The philosophical doctrine of fallibilism, states that all claims of knowledge could, in principle, be mistaken. This doctrine challenges the belief; if you follow logical reasoning you will achieve absolute knowledge. Fallibilism does not imply the need to abandon our knowledge – we needn’t have logically conclusive justifications for what we know. Rather, it is an admission that, because empirical knowledge can be revised by further observation, any of the things we take as knowledge might possibly turn out to be false. Some fallibilists go further, arguing that absolute certainty about knowledge is impossible. Proponents of fallibilism say the concept is self-contradictory, in that it is itself an absolute knowledge claim. 

 Logical reasoning should guide us in proper communication, debates, decision making, and finding absolute truths. In my studies of logic, I have agreed, and disagreed with its methods. I rarely take what I read, hear, or see at face value. In this day and age with lies, cover-ups, and tainted history books we can never know absolute knowledge absolutely.

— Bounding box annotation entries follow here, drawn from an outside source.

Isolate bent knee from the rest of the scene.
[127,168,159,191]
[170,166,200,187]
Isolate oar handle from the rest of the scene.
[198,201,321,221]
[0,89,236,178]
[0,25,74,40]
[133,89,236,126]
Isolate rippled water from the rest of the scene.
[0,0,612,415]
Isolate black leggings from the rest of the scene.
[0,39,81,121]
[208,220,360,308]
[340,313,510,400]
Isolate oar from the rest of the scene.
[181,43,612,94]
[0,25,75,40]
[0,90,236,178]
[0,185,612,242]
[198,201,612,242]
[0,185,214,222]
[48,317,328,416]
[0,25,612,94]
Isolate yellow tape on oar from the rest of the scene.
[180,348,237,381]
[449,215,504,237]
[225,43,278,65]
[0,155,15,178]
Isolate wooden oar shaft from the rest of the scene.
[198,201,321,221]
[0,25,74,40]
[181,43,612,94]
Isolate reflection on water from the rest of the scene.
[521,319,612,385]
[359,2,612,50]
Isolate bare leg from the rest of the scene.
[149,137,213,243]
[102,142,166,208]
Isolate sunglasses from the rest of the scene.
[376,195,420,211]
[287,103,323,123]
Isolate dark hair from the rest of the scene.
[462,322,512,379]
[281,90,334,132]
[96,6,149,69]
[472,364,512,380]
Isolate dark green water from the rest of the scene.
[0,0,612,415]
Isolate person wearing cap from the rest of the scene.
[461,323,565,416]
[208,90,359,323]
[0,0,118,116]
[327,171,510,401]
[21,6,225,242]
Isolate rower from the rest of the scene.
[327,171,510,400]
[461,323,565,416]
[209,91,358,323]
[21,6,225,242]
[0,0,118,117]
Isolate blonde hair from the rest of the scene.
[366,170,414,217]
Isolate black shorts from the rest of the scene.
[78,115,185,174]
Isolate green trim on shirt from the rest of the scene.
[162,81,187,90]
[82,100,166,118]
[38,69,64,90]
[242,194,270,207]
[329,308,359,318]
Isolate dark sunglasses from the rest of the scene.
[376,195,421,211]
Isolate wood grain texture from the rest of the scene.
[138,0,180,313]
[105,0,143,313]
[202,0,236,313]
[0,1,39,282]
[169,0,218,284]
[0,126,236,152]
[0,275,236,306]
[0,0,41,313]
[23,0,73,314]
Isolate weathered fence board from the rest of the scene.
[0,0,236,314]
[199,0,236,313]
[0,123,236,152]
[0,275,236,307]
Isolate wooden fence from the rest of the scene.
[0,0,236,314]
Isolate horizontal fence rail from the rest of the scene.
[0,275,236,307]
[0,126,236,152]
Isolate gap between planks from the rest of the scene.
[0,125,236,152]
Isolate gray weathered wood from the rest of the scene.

Taken from The Philosophy of Quotes @

  1. braonthree says:

    Well, EVERYTHING that issues forth out of humans is fallible: reason, memory, emotion, I don’t care what. Nothing a human being engenders can be infallible, not their logic either. Our fallibility must be factored into every single thing we undertake.

    • Tim Lundmark says:

      Love the insight. I am studying this logic book intensely. I agree with some of the material. It is so simple yet difficult to understand. Today I was thinking about animals, and comparing their behavior to logic. I figured animals think logically better than humans. I may write about that tomorrow. Welcome aboard!

  2. Gee, I learned a new word today. I’m a fallibilist.